[arch-general] Arch Linux support in puppet

Thomas S Hatch thatch45 at gmail.com
Mon Mar 14 12:58:19 EDT 2011


On Mon, Mar 14, 2011 at 10:43 AM, C Anthony Risinger <anthony at extof.me>wrote:

> On Mon, Mar 14, 2011 at 11:32 AM, C Anthony Risinger <anthony at extof.me>
> wrote:
> > On Mon, Mar 14, 2011 at 11:15 AM, Thomas S Hatch <thatch45 at gmail.com>
> wrote:
> >> I am posting this to venture an opinion, and see if anyone has any ideas
> on
> >> how best to handle this situation.
> >>
> >> I am working with the puppet developers to help improve Arch Linux
> support
> >> in puppet (for those of you unfamiliar with puppet, it is an amazingly
> >> crucial component in datacenter management - http://www.puppetlabs.com
> ).
> >>
> >> Puppet can automate the starting and stopping of systems services as
> well as
> >> managing if they are set to start on boot. In most Linux distributions
> >> flagging a system service to start on boot is done with an application
> like
> >> chkconfig and the order in which the system services start up is pre
> >> determined by the distribution.
> >> Arch Linux uses a much simpler approach to system services, the DAEMONS
> >> array in the rc.conf. The problem faced with an automation system in
> this
> >> scope is that the boot order of services is not predetermined.
> >>
> >> Right now the best idea we have been able to come up with is to have
> puppet
> >> simply append the named services to the end of the DAEMONS array in the
> >> rc.conf, but I wanted to ask the community if anyone had any alternative
> >> ideas on how this could be done.
> >>
> >> The ticket containing the discussion on the matter can be found here:
> >> https://projects.puppetlabs.com/issues/6697
> >
> > i haven't had a chance to really sink time into it quite yet, but i
> > have a moderately sized network i manage at w3rk and implementing
> > puppet is high on my list of improvements -- am also considering using
> > arch for hypervisor deployments due to the simplicity of spinning a
> > custom environment.
> >
> > anyway ... could we just bypass rc.conf and add some additional logic
> > to initscripts to load from a directory?  example:
> >
> > /et/rc.daemons/@002-ntpd -> /etc/rc.d/ntpd
> > /et/rc.daemons/@004-sshd -> /etc/rc.d/sshd
> >
> > initscripts could `echo /et/rc.daemons/*` if the DAEMONS variable is
> > missing? does that simplify things or cause more issue?
> >
> > the other idea i had is a little more heavyweight, but we could use
> > the augeas tool ( http://augeas.net/ ) to perform the rc.conf update
> > directly; i'm fairly confident either that tool or something very
> > similar is the future of all automated config editing, at least i hope
> > it is, because `sed` is just a bad bad solution.  i don't know puppets
> > plans, but i wouldn't be surprised to see puppet depend on it, because
> > it would be a good fit.
>
> ... oooooor we use systemd which provides things like `systemctl enable
> foo` ...
>
> i have deployed it to my private servers and my various
> laptops/netbooks/etc with great success; quite frankly, it's pretty
> awesome, and simple to manage ... should be hitting the main repos any
> day now (if not already?) due to recent inclusion of util-linux-2.19.
>
> not exactly OOTB though (yet ... bwa hahahahaha >:-)
>
> C Anthony
>

As for augeas, puppet will not have any problems parsing the array in the
rc.conf file. I agree with Aaron, that adding extra components to the Arch
runlevel would be something we should avoid.

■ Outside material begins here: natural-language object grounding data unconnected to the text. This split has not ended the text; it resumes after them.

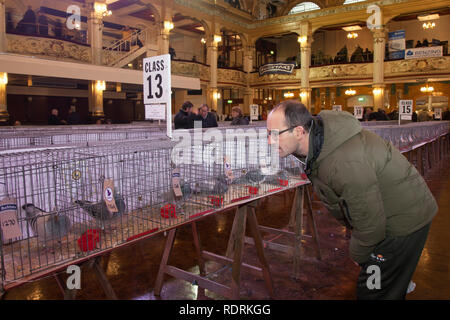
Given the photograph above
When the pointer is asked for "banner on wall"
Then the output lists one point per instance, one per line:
(277, 68)
(426, 52)
(397, 44)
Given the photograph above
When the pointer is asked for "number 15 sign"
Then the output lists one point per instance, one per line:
(157, 89)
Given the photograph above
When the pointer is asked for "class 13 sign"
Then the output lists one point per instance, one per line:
(157, 89)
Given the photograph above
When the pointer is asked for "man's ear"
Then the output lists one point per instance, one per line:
(299, 131)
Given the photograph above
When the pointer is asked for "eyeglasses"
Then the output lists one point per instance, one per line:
(275, 133)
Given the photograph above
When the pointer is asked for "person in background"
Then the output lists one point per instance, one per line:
(238, 117)
(366, 115)
(214, 112)
(42, 23)
(126, 33)
(28, 23)
(185, 118)
(58, 29)
(208, 119)
(446, 114)
(423, 116)
(368, 186)
(73, 118)
(172, 53)
(54, 119)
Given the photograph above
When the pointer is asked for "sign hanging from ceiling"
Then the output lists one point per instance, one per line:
(157, 83)
(277, 68)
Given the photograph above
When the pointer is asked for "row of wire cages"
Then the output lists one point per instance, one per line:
(62, 205)
(71, 137)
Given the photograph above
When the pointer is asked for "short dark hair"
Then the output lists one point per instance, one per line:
(187, 105)
(295, 113)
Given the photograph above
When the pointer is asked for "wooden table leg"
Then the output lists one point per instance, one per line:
(298, 233)
(254, 229)
(162, 267)
(198, 249)
(230, 246)
(68, 294)
(313, 222)
(106, 285)
(238, 246)
(291, 223)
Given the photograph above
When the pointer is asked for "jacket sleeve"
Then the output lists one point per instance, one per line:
(357, 185)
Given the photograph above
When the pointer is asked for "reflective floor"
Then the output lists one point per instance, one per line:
(132, 270)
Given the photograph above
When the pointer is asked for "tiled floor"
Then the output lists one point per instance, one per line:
(132, 270)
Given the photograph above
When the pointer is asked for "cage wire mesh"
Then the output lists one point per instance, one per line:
(61, 194)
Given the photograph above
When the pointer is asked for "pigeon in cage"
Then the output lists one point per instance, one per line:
(99, 210)
(258, 176)
(217, 186)
(47, 226)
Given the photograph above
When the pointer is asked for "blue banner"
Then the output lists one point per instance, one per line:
(277, 68)
(397, 45)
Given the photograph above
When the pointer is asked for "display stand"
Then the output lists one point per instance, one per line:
(295, 224)
(233, 257)
(94, 264)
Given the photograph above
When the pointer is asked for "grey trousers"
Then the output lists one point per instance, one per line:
(386, 275)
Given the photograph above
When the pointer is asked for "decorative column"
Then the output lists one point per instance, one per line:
(151, 41)
(3, 46)
(305, 40)
(96, 89)
(95, 31)
(4, 116)
(213, 93)
(248, 68)
(164, 38)
(379, 40)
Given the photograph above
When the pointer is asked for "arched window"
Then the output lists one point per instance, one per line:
(352, 1)
(303, 7)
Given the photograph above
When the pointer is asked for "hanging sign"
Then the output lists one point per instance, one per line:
(358, 112)
(254, 112)
(405, 110)
(438, 113)
(157, 81)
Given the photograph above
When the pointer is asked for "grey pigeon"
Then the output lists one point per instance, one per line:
(256, 177)
(217, 186)
(100, 212)
(46, 226)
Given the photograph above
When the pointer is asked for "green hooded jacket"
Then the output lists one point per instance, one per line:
(367, 183)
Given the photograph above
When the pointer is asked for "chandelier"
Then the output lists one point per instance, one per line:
(429, 25)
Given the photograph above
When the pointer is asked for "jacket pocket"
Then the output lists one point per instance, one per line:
(345, 212)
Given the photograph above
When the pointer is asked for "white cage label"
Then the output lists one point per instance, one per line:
(438, 113)
(108, 195)
(358, 112)
(405, 109)
(8, 219)
(228, 170)
(176, 182)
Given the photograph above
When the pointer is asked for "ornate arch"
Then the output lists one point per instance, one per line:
(292, 3)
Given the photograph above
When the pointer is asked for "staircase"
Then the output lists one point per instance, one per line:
(123, 51)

As for systemd, after working with the insides of Upstart, I am
VERY cautious about systemd, and I am honestly a little upset about it, I
don't like the idea that Red Hat changing the runlevel space could pressure
us into having to use systemd, I like the Arch runlevel the way it is, and I
think that managing service startup with something like systemd will most
likely be a bad thing. But I have not spent as much time as I should with
systemd to make a final conclusion there.
But regardless, this should support the Arch style runlevel.

I do think that if it is possible to determine the ordering based on the
requires statements of other services that would be great, or maybe even to
implicitly state the index of the service:

index => 4,

would set the value as the 4th thing to start.